Indeed, it is clear that most tobacco control researchers are completely unfamiliar with what they could learn from a few hours of reading these testimonials. The nanny state wing of public health is about the only area of scientific inquiry where it is considered acceptable to analyze data, let alone design a study, without any intuitive familiarity with the subjects of study. When they do seek insight, they concoct costly studies instead of just listening to what people will happily tell them.

The Daily Vaper plans to periodically publish excerpts from the CASAA testimonial collection, sometimes with further analysis and sometimes letting them speak for themselves. (If you would like us to consider featuring a particular testimonial, yours or one you have read, please suggest it by emailing tips@dailyvaper.com.) Those wishing to see more highlights can do so by visiting the CASAA homepage, where a few short excerpts run in a sidebar or by just browsing the collection.

To start, the following is excerpted from one of the first entries in the collection, from Karen Carey, a member of the CASAA leadership group that launched the project.

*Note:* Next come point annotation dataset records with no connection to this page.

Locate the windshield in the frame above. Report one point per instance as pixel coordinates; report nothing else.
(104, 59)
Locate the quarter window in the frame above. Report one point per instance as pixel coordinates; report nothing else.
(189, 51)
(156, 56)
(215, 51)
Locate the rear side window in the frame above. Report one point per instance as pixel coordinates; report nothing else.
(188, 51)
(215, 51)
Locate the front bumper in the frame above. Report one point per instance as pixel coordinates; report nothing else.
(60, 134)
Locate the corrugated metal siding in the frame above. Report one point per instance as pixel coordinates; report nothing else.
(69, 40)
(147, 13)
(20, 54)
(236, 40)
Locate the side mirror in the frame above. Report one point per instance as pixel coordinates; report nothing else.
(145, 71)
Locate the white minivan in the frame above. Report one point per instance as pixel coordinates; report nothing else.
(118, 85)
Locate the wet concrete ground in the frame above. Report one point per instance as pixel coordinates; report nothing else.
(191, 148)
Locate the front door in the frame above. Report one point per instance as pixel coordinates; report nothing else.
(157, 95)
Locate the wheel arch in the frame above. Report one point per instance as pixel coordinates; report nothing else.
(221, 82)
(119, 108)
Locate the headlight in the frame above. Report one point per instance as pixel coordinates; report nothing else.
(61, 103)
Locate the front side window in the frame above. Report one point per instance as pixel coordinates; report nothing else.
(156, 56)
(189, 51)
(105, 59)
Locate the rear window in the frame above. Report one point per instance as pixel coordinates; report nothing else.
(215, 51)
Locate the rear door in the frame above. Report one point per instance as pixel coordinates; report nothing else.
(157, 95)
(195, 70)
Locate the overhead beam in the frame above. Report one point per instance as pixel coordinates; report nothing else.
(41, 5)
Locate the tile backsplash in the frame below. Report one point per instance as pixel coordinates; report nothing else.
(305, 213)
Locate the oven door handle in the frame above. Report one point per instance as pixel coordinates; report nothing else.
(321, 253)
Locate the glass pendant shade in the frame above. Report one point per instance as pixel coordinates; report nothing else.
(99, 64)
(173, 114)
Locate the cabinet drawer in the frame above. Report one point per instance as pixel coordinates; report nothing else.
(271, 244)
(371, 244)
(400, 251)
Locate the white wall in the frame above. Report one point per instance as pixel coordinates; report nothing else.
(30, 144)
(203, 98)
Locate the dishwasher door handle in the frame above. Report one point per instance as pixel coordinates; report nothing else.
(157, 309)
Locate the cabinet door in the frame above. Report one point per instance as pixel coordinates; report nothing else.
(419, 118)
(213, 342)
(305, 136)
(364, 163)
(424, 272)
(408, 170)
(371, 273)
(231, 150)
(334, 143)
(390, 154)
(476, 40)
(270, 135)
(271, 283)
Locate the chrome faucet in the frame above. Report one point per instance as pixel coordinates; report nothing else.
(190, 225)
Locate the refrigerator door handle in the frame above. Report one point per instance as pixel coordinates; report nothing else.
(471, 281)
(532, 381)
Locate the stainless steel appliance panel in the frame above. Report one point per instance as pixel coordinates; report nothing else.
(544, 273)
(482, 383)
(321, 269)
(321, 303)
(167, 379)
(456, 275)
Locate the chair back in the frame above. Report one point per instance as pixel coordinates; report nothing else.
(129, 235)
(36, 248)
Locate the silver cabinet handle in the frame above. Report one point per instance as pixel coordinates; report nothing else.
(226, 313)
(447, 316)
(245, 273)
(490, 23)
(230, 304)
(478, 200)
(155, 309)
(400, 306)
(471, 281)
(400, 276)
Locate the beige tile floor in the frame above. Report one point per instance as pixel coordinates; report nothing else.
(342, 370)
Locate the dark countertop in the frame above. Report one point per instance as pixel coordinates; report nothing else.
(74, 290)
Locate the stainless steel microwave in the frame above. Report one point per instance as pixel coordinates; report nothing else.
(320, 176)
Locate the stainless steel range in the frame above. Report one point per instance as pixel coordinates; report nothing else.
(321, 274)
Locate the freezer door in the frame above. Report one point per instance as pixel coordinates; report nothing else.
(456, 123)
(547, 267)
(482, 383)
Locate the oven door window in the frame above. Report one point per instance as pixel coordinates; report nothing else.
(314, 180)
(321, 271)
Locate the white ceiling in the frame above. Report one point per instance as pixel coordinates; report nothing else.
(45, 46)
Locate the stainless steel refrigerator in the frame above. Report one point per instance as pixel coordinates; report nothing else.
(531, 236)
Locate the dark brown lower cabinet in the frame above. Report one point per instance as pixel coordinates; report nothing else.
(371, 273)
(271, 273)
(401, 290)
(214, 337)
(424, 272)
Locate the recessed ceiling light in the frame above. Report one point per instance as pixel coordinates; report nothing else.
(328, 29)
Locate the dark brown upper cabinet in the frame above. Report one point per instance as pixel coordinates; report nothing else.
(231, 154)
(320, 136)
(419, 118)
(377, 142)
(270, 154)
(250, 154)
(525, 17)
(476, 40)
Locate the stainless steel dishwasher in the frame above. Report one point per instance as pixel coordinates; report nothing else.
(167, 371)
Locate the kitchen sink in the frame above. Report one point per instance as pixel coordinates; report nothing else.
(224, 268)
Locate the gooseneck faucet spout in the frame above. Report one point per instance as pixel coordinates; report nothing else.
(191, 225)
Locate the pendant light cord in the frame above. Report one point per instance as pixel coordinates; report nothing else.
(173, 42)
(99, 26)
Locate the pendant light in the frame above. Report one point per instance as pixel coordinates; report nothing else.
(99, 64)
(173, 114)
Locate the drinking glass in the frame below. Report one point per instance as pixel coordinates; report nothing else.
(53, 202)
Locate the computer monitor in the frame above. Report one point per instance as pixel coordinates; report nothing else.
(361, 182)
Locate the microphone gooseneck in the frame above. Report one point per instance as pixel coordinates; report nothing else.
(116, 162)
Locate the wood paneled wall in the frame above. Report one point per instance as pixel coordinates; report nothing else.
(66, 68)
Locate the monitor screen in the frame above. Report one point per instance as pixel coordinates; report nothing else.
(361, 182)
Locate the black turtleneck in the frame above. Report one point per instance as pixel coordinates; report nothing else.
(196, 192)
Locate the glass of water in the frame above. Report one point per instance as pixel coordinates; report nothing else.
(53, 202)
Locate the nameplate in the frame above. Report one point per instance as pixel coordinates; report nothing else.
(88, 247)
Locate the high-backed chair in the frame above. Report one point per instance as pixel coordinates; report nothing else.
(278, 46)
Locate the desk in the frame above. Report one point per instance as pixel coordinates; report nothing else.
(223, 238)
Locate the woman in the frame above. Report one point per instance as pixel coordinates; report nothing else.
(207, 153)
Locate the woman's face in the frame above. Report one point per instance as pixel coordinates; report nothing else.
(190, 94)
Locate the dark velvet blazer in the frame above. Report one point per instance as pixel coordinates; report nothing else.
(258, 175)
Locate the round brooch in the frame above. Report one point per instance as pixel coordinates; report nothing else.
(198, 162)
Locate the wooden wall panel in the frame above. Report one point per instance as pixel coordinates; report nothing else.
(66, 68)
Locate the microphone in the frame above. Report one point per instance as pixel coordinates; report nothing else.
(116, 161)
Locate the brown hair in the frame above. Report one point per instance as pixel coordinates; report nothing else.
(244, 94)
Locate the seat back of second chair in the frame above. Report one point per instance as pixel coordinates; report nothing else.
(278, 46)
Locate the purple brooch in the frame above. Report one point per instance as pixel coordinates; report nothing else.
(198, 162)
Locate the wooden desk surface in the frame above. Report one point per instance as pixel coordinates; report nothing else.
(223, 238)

It tells the very familiar story of someone who thought she would die a smoker before she discovered vaping:

I failed at numerous attempts to quit. I tried cold turkey, the patch, the gum, Chantix, hypnosis, you name it, I tried it. Short term success always turned into long term failure, which I now know is the typical experience most long-term smokers have with FDA-approved NRT.

After 36 years I had given up on quitting. I resolved myself to the fact that I would always be a smoker.

In August 2010 I saw an article in a local newspaper about an electronic cigarette store that had opened in my town. I was curious, so I bought a kit. I was amazed at how easily I was able to transition to this device. I quickly went from the familiar menthol flavor to cinnamon, vanilla and fruit-flavored e-liquid. As my taste buds improved, I no longer wanted anything that remotely tasted like a cigarette.

I was no longer smoking, and unlike any of the times I had quit previously, I had absolutely no desire to smoke.